И снова ночь берёт начало на этом балконе. Лицо Сомова обрамлено спальным мешком и привычно подставлено небу, чтобы оно могло наверняка убедится в том, что он всё ещё жив и стоит тратить на него ветер и драгоценный весенний дождь. Наверху не поощряют спящих ничком, они напоминают там упавших на землю. Небо внимательно вглядывается в глаза Сомова, ища в них следы сдачи или тления, и, ничего не найдя, отпускает дождь к земле. Квартира за спиной за всё это время так и не наполнилась его вещами, а дней прошло уже столько, что вполне хватит на три месяца. Лето на носу. «Завтра уеду», — подумал он.

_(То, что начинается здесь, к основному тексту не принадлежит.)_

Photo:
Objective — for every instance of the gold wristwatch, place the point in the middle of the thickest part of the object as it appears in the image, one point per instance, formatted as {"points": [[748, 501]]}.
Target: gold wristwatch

В балкон бьёт майское солнце, Сомов рассматривает под ногами породу города, в ней блестит небольшой прямоугольный камень с неглубоким вкраплением пруда посередине, прожилками улиц и изменчивой россыпью разноцветных людей. Он готов идти, ботинки плотно зашнурованы, а рюкзак собран и уже как-то отдельно от всей комнаты привалился к дивану. Привычным движением он откалывает камень и кладёт к другим образцам. В дверь звонят, ещё раз осмотрев и запомнив место, где камень Патриарших прудов только что был, он идёт открывать. На пороге его единственный и редкий друг по прозвищу По. К слову, в Китае По никогда не был и в целом был больше похож на огромного скандинава. Они не часто встречались с Сомовым, но всё, абсолютно всё, друг о друге знали, и потому при встрече не обременяли себя долгими разговорами. «Здравствуй, дружище По, мне пора ехать, живи сколько хочешь, вот ключи», — говорит Сомов и через пять минут приветствий и прощаний сбегает по лестнице на землю.
Первым делом По идёт на балкон, достаёт из кармана и вставляет в пустующее место свой камень, точно в размер прежнего, разноцветные точки не спеша создают новый причудливый рисунок, вскоре картографическим пунктиром его прошивает Сомов, на краю прямоугольника он машет рукой и легко выходит из поля зрения.